La tour de Babel

Dans le désert iranien, à travers une installation composée de blocs en miroirs rotatifs, l’artiste iranienne Shirin Abedinirad et le designer italien Guglielmo Torelli proposent une version moderne de la tour de Babel (2015).

Dans le désert iranien, à travers une installation composée de blocs en miroirs rotatifs, l’artiste iranienne Shirin Abedinirad et le designer italien Guglielmo Torelli proposent une version moderne de la tour de Babel (2015).

Pourquoi, si toute la terre avait la même langue et les mêmes mots, existe-t-il aujourd’hui tant de langues, d’idiomes et de dialectes ? La réponse traditionnelle fait référence à la punition divine, mais l’on peut ajouter d’autres éléments pour enrichir le contexte interprétatif.

Dans la « table des peuples » (Gen 10), l’on parle de la dispersion des différents groupes humains, en attribuant l’origine des peuples aux trois fils de Noé. De cette façon, on met en relief la racine commune grâce à laquelle ont été générés les hommes et l’on souligne que la dispersion sur la terre est liée à la bénédiction de Dieu : c’est donc un fait positif. Tous les peuples ont la même racine, la même origine, et donc pluralité et unité sont présentées comme une valeur et non pas comme un problème.

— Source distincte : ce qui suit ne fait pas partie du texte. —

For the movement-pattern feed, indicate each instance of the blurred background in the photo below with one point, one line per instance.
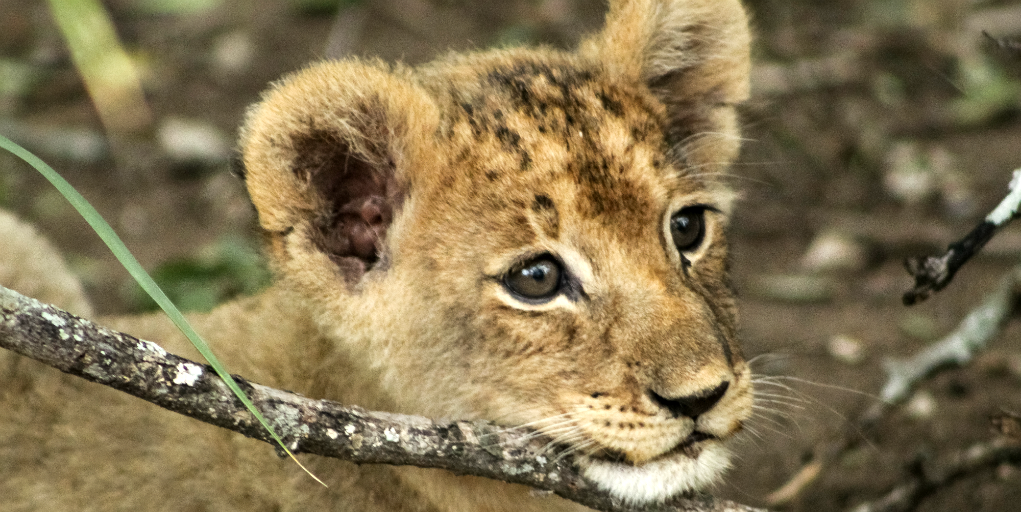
(878, 130)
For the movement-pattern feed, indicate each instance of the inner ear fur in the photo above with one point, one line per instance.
(694, 56)
(326, 156)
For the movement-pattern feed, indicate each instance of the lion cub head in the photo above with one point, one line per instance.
(530, 237)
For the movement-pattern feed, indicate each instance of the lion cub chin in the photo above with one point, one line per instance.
(525, 236)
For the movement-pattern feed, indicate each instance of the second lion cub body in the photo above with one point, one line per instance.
(528, 237)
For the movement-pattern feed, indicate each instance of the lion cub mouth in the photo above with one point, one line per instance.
(690, 446)
(696, 463)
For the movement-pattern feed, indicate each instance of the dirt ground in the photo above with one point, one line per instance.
(878, 130)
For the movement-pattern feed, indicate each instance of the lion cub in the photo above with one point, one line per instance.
(524, 236)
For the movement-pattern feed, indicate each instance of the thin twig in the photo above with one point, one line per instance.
(931, 477)
(144, 370)
(975, 331)
(934, 272)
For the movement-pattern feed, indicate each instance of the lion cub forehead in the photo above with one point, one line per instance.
(529, 126)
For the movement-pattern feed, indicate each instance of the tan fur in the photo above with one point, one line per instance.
(394, 201)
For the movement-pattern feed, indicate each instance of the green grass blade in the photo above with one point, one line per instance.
(121, 252)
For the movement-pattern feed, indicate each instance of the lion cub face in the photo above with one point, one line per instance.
(529, 237)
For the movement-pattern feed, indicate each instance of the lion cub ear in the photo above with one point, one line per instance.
(326, 156)
(694, 56)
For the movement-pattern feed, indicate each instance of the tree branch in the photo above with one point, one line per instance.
(144, 370)
(932, 273)
(931, 476)
(974, 332)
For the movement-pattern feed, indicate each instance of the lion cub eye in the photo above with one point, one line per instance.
(687, 227)
(538, 279)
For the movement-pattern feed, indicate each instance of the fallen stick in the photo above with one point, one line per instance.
(142, 369)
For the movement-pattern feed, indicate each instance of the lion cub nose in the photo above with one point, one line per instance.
(694, 404)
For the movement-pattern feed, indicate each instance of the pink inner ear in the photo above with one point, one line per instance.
(365, 225)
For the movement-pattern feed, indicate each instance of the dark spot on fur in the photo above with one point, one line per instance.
(508, 137)
(613, 107)
(542, 202)
(238, 166)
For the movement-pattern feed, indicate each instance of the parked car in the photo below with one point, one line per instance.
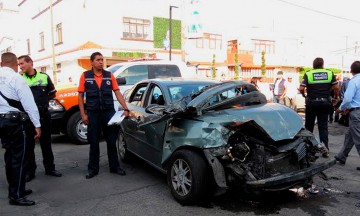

En Genèse 11, en revanche, les hommes suivent un autre chemin : de l’Orient, ils se concentrent en un seul lieu. En effet, ils cherchent un endroit où s’installer de peur de se disperser sur toute la terre. Or, ce qui dans le chapitre précédent était considéré comme une valeur est maintenant ressenti comme une menace, contre laquelle les hommes réagissent en se concentrant en un seul lieu et en créant une ville.

Ces hommes ne cherchent pas à s’éliminer les uns les autres, mais travaillent ensemble. Dieu intervient pour bouleverser leur projet : l’unité apparente des hommes cacherait peut-être un problème. Le récit de Genèse 11 décrit un groupe humain uniforme, dans lequel tout le monde utilise les mêmes mots et fait le même travail. La peur de la dispersion les pousse à concevoir une stratégie de défense basée sur le gommage des différences. Dieu intervient contre ce projet, non parce qu’il se sent menacé, mais parce que le projet lui-même nuit à la dignité humaine.

Ces deux chapitres de la Genèse nous offrent la possibilité de les analyser avec des points de vue complémentaires, parce qu’ils nous permettent de mettre en question certaines de nos certitudes. Par exemple, nous pouvons croire qu’un projet commun est une valeur noble et que la dispersion nous rend fragiles : le texte biblique nous offre deux points de vue et montre les avantages et les désavantages de chaque attitude, tout en déclarant la valeur positive des différences culturelles et religieuses, dans la mesure où elles deviennent des occasions propices de rencontre avec l’autre.

Ce discours peut s’appliquer à plusieurs situations, mais l’auteur biblique a  une réalité précise à l’esprit, celle de l’empire babylonien dont il cite la ville, Babel. Il parle aussi des matériaux employés, les briques et le brai, au lieu des pierres carrées, comme on faisait d’habitude en Israël. Le texte insiste aussi sur la tour, la ziqqurat, qui était la caractéristique de la religion babylonienne.

La Babylonie avait créé un empire basé sur l’asservissement forcé de nombreuses populations qui avaient donc perdu leur identité. C’est dans ce sens qu’il faut entendre l’expression : « Toute la terre avait un même langage et un seul parler » (Gen 11, 1). Pour un Babylonien, elle célébrait la grandeur de l’empire, mais un Israélite la contestait comme un projet mégalomane d’oppression de l’homme sur l’homme.